This is a page that curates AI-related papers published worldwide. All content here is summarized using Google Gemini and operated on a non-profit basis. Copyright for each paper belongs to the authors and their institutions; please make sure to credit the source when sharing.
Retrieval-augmented generation (RAG) excels at open-ended question-answering tasks, but existing search engines only retrieve superficial information, limiting LLM's ability to process complex, multi-layered information. In this paper, we present WebWalkerQA, a benchmark for evaluating LLM's web exploration capabilities.
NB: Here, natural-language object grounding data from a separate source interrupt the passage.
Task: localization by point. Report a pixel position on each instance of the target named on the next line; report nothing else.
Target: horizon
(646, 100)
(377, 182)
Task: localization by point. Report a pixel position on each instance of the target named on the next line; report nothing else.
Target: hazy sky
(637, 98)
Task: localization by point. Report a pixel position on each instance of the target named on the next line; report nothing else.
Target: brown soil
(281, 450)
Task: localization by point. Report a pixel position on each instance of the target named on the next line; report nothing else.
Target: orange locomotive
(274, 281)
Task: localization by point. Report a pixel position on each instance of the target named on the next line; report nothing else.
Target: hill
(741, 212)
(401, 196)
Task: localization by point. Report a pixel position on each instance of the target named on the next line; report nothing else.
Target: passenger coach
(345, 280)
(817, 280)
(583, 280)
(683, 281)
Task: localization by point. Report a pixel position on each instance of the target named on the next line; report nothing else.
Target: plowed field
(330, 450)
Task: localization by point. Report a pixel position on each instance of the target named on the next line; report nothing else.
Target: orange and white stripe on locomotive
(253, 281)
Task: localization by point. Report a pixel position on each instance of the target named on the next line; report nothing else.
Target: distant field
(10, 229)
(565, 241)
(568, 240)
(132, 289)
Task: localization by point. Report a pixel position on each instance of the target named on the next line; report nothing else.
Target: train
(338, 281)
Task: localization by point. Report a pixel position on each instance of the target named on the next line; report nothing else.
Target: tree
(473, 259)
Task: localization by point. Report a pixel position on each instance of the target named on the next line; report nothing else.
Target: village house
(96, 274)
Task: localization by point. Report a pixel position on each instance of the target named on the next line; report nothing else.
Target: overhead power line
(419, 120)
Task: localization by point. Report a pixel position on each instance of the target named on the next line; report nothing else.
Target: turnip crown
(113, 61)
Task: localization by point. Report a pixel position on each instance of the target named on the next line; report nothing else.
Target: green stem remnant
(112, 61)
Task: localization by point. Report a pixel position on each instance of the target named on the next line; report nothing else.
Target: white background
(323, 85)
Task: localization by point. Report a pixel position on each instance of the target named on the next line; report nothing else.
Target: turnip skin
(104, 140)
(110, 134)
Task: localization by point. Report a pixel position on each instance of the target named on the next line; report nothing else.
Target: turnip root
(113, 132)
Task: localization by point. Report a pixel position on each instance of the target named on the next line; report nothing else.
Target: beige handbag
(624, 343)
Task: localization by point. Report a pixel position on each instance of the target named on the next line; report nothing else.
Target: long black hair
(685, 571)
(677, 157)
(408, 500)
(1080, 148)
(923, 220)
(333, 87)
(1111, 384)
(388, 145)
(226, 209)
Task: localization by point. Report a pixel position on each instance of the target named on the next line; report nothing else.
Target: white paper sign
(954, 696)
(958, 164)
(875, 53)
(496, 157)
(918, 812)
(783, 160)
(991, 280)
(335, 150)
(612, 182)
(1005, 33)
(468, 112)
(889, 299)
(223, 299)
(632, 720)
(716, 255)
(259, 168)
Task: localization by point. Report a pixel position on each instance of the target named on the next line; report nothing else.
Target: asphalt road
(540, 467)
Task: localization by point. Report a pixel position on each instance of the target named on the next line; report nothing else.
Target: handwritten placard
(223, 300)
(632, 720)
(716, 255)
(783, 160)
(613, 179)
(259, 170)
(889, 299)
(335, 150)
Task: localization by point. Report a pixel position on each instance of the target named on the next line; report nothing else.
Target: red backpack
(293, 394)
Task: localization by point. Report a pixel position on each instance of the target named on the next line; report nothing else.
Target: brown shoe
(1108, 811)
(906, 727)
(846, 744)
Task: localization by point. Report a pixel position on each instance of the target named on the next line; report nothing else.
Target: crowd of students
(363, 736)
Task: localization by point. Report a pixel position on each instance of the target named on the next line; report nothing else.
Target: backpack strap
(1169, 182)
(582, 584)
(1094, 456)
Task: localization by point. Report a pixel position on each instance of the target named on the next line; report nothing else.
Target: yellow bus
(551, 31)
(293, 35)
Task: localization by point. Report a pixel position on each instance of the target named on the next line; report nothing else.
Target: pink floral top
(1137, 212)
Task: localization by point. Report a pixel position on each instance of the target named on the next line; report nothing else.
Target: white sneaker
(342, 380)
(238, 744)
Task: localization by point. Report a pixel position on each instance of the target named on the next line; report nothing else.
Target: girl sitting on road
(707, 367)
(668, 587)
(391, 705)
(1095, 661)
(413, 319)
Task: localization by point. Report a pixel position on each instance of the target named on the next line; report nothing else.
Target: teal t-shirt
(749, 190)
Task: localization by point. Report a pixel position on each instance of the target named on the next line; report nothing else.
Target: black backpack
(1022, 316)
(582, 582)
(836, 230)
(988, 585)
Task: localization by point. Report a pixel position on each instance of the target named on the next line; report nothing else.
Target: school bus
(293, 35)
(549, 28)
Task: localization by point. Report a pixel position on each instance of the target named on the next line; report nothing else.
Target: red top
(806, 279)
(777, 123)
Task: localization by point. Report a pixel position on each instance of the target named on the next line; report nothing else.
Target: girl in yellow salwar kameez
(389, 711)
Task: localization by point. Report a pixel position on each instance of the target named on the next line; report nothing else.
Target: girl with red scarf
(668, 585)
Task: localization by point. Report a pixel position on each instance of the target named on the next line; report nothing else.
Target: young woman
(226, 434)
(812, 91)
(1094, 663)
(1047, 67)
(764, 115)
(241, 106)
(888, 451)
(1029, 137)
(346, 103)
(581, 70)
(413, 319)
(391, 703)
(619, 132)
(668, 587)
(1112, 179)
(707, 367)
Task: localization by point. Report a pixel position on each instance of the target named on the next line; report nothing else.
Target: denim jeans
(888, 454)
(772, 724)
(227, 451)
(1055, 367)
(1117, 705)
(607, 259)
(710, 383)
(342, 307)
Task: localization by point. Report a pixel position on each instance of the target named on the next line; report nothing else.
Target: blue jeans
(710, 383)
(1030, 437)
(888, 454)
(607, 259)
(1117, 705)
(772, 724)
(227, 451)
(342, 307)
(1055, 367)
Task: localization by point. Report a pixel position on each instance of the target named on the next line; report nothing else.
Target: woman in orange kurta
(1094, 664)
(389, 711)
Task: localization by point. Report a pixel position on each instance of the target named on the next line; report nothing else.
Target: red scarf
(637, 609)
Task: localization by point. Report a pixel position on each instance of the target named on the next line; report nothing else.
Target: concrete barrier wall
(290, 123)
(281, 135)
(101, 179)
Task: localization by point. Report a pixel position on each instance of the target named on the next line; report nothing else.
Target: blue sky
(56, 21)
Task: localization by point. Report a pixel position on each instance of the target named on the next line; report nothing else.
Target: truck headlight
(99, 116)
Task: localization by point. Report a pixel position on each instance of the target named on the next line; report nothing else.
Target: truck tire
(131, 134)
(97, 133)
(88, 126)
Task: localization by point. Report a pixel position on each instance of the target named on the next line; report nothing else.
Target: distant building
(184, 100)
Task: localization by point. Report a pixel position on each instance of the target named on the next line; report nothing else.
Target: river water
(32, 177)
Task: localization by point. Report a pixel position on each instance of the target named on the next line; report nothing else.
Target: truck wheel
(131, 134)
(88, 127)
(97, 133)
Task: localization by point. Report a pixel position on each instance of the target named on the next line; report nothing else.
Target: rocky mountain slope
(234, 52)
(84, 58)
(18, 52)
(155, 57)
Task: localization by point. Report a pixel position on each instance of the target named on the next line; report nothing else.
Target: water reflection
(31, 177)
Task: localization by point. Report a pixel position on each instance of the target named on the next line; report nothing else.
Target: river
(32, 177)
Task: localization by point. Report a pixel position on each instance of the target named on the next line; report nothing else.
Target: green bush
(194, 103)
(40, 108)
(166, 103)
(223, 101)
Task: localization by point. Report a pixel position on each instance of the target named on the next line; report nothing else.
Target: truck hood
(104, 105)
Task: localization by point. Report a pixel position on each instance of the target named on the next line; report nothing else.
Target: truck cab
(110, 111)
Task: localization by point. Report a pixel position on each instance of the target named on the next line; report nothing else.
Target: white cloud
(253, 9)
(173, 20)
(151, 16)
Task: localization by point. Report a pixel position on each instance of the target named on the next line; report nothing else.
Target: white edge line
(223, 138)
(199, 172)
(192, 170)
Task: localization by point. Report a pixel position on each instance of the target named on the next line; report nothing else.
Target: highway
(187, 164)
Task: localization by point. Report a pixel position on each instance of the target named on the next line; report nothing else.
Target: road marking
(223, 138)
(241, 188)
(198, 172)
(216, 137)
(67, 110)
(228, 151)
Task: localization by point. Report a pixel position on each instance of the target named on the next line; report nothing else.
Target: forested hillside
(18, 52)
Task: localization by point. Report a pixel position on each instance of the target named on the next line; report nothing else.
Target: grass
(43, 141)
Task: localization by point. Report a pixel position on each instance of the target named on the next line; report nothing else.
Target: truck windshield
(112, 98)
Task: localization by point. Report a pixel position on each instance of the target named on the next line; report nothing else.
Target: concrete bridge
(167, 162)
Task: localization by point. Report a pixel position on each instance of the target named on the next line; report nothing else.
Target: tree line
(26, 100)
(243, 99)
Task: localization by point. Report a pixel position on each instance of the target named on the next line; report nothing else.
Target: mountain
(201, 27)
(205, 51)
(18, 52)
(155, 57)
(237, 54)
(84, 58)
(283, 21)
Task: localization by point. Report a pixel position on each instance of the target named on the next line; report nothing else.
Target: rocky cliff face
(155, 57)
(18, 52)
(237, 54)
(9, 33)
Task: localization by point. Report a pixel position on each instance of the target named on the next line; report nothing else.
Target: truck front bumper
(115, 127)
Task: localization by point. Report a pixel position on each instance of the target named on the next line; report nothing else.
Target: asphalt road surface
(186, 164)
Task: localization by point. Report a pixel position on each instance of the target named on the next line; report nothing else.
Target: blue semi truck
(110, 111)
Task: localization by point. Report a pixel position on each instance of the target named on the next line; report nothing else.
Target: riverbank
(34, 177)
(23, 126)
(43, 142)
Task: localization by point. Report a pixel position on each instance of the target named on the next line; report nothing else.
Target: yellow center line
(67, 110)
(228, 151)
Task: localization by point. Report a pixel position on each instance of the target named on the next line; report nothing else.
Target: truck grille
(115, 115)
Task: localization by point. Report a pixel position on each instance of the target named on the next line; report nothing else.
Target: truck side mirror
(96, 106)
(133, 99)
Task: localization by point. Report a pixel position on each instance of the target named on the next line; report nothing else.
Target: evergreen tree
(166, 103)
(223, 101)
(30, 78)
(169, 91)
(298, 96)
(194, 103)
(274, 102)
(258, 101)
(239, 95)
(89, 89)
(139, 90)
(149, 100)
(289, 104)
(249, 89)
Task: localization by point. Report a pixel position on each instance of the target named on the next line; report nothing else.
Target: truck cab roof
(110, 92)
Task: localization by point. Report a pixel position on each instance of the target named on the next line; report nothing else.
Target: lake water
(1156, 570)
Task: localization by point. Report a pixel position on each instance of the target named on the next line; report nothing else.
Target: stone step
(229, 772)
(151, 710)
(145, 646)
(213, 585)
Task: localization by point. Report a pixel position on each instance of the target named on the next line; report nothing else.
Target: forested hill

WebWalkerQA evaluates LLM's ability to systematically extract high-quality data by exploring subpages of a website. Furthermore, we propose WebWalker, a multi-agent framework that mimics human-like web exploration using the explore-critique paradigm. Experimental results demonstrate that WebWalkerQA is a challenging task, and we demonstrate the effectiveness of RAG combined with WebWalker through horizontal and vertical integration in real-world scenarios.
Takeaways, Limitations
•
Takeaways:
◦
WebWalkerQA provides a new benchmark to assess LLMs' web navigation skills.
◦
We demonstrate that WebWalker is an effective multi-agent framework that improves the performance of RAG.
◦
Demonstrates the effectiveness of horizontal and vertical integration of RAG and WebWalker in real-world scenarios.
•
Limitations:
◦
Further analysis is needed on the difficulty of WebWalkerQA and the differences between it and the actual web environment.
◦
Further research is needed on WebWalker's scalability and adaptability to various website architectures.
◦
Further research is needed to improve the performance of the proposed WebWalker.